Он молча доел щи, поставил тарелку в лохань и вышел в сени.
Там было и правда сухо. Стояла железная кровать, застеленная лоскутным одеялом — сшитым, наверное, из старых платьев. Подушка тощая, но чистая. Он снял гимнастёрку, аккуратно сложил на табурет. Вытащил из сапога нож — старый, с наборной рукояткой, когда-то снятый с убитого фрица. Спрятал под подушку. Привычка. С которой, кажется, придётся жить долго.
В доме было тихо. Пелагея возилась на кухне, что-то переставляла. Потом замерла — наверное, молилась.
Филипп лёг на спину, уставился в низкий дощатый потолок и стал считать трещины. Двенадцать. Как вагонов в эшелоне. Мысли опять полезли в голову, как муравьи в разорённый муравейник. Он вспомнил, как в сорок четвёртом, под Вислой, наткнулся в разведке на труп мальчишки. Лет четырнадцать, в немецкой форме, фольксштурм. И вдруг подумал: а мог бы и я так? Если б не Грищук, не полк. Если б подобрали немцы.
Он сжал зубы и заставил себя уснуть.
Где-то за стеной, в доме, скрипнула дверь. Он вздрогнул, но не проснулся — просто провалился в сон глубже. Последнее, что он помнил перед тем, как темнота окончательно сомкнулась, — запах. Слабый, едва уловимый.
Карболка.
От Пелагеиных рук пахло карболкой.
***
Проснулся он в шесть утра. Не от петуха, не от лучей солнца — просто сработало то, что Грищук называл «нутряным будильником». За четыре года организм привык подниматься до подъёма. В разведке иначе нельзя.
Филипп сел на кровати, опустил босые ноги на половик. Сени уже не казались такими тёмными, как вчера — сквозь маленькое оконце под потолком сочился серый апрельский свет. На половице лежали пыльные квадраты, похожие на шахматную доску. Он машинально отметил: «шесть на четыре». Потом одёрнул себя. Здесь не надо ничего считать. Здесь не передовая.
Нож был на месте, под подушкой. Он вытащил его, покрутил в пальцах. Клинок требовал заточки, рукоятка потемнела от пота. На лезвии — крошечная зазубрина: память о том, как в сорок третьем он открывал этим ножом консервную банку под Вязьмой, когда больше нечем было. И одновременно о том, как в сорок четвёртом, на Висле, пришлось им же резать бинты, когда санинструктора убило, а раненый комвзвода истекал кровью. Нож помнил всё. Филипп тоже.
Он оделся, проверил документы. Сунул нож в сапог — и тут же вытащил.
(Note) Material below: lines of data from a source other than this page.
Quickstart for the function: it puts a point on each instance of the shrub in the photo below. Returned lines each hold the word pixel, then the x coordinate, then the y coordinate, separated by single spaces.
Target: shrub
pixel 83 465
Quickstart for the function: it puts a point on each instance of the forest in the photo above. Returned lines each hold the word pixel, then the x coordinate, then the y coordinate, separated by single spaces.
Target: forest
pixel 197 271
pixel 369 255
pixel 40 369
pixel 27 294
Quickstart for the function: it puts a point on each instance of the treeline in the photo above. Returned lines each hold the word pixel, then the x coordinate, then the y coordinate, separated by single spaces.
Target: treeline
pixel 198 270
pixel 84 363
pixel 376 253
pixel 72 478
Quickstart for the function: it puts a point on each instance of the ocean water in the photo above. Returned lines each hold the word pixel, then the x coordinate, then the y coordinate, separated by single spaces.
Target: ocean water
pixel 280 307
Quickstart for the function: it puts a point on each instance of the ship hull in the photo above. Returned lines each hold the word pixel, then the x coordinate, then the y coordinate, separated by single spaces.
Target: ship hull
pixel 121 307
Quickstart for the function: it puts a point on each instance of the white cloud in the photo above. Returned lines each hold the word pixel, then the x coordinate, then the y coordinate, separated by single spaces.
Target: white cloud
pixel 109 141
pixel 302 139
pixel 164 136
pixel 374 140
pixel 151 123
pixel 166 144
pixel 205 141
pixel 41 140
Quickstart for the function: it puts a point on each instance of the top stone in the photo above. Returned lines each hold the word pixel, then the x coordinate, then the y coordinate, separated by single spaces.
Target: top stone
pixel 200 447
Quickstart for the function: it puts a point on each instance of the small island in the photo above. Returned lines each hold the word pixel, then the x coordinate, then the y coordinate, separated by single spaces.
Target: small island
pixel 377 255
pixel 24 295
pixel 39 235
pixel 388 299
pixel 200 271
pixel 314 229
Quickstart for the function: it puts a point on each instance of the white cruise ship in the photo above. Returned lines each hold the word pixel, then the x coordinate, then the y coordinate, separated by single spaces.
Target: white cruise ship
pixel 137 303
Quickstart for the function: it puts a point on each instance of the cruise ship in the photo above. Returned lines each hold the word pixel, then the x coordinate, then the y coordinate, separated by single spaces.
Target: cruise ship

Подумал. Положил обратно под подушку.
В доме уже пахло едой. Пелагея гремела ухватом у печи — ставила чугунок с пшённой кашей. Обернулась на скрип двери, оглядела его с головы до ног, чуть прищурилась. Не как начальство — как хозяйка, прикидывающая, сколько работы можно доверить новому человеку.
— Выспался?
— Так точно.
— Вот что, Филипп... — она помедлила. — Ты мне эти «так точно» брось. У нас тут не казарма. Садись завтракать.
Он сел. Каша была с молоком, густая, жёлтая от пшена. Такую он ел в последний раз до войны. Мать варила по воскресеньям.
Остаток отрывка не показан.